Por ello, la agrupación ha pedido a la Junta el archivo del expediente y al Ayuntamiento que paralice cualquier licencia que facilite la implantación de una fábrica de armas de guerra en Valderas.
Granadas de mortero y proyectiles de gran calibre
Tras examinar la documentación contenida en el trámite de consultas a las personas interesadas en el expediente de Evaluación de Impacto ambiental simplificada del proyecto, aseguran en un comunicado difundido por Ical que queda probado que se trata de una fábrica de “granadas de mortero y proyectiles de gran calibre, como el 155 milímetro, en varios modelos y producción de munición lista para suministro al cliente”.

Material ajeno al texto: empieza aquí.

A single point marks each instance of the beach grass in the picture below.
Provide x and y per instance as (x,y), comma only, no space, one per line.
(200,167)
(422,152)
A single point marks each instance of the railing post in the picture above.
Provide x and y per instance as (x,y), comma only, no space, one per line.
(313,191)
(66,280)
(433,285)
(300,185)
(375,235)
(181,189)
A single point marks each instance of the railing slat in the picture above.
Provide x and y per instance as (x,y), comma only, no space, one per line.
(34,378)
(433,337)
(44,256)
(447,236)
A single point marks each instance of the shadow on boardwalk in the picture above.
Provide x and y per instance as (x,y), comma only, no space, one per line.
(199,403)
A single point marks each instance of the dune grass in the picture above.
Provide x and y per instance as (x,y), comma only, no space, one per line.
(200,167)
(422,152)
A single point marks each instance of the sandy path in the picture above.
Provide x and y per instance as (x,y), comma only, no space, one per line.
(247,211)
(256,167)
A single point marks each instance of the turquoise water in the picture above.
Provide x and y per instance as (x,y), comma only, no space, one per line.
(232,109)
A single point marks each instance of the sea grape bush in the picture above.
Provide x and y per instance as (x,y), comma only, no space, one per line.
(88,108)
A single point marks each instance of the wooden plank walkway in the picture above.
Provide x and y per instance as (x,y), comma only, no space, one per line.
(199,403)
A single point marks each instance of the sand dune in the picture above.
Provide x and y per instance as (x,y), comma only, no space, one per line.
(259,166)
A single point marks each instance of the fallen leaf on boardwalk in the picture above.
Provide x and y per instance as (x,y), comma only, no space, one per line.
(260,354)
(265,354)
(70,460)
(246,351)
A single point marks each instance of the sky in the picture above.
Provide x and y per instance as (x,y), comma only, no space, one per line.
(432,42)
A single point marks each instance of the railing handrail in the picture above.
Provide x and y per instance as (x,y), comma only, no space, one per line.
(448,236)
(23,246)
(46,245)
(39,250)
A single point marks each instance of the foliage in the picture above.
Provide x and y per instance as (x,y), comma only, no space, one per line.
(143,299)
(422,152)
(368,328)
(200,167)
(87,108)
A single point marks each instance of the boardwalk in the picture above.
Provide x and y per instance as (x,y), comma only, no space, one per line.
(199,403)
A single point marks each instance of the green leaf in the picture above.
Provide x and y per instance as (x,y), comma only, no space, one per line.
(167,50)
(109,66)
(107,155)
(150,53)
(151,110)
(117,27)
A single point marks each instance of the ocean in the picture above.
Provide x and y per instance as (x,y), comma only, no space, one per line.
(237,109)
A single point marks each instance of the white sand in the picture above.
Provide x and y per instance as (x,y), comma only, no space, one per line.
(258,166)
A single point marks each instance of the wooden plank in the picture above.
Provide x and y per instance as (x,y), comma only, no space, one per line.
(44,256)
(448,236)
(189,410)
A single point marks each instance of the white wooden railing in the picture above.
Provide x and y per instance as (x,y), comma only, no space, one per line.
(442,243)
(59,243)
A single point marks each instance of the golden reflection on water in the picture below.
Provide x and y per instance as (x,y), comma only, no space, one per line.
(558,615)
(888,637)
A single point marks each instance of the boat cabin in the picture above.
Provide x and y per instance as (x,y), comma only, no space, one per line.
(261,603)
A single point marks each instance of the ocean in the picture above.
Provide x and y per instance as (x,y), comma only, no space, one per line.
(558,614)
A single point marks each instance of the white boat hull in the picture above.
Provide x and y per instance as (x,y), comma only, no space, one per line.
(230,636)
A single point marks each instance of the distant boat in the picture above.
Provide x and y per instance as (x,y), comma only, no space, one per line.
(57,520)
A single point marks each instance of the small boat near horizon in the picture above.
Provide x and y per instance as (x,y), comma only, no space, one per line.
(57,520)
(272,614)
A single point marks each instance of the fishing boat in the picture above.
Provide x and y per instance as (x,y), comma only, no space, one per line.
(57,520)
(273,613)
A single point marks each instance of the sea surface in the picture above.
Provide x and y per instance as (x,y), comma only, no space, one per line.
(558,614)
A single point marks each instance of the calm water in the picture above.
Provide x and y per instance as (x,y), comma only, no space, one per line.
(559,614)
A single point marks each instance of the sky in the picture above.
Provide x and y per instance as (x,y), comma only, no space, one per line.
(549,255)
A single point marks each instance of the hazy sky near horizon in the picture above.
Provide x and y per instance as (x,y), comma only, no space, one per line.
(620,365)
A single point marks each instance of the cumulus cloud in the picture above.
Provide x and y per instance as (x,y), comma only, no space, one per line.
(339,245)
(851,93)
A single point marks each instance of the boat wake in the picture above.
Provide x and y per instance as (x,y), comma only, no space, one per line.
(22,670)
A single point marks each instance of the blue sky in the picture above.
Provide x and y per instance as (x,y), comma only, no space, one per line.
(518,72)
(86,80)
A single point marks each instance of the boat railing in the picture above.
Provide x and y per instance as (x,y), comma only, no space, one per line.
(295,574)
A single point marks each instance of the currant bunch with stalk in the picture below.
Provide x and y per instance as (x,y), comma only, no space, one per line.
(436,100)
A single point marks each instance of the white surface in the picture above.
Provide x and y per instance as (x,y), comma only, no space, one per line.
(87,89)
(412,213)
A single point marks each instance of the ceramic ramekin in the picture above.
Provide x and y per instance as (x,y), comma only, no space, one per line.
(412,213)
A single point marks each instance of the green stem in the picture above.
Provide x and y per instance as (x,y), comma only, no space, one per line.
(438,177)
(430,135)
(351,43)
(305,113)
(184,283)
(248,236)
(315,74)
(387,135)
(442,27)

Con el beneplácito del Ayuntamiento de Valderas, que ha cedido terrenos en arrendamiento al promotor Tecnesis 3000, se tramita este proyecto aplicando el Real Decreto 130/2017 de Explosivos. Pero desde Ecologistas denuncian que se trata del proyecto de una fábrica de armas de guerra, cuya autorización es competencia del Ministerio de Defensa, ya que las municiones para armas de fuego de calibre igual o superior a 20 milímetros y las granadas de mortero son consideradas armas de guerra.
"Irresponsable"
Por ello, califican la actuación del Consistorio como “tan lamentable como irresponsable” por su predisposición a acoger una fábrica de armas a gran escala, colindante con la existente Orica Explosivos Industriales. “Ni los puestos de trabajo, que la documentación aportada no acredita, ni el arrendamiento de los terrenos por 74.000 euros al año justifica convertir el municipio de Valderas y su entorno en un polvorín con capacidad para almacenar 800 toneladas de material explosivo destinado a la guerra”, valoran.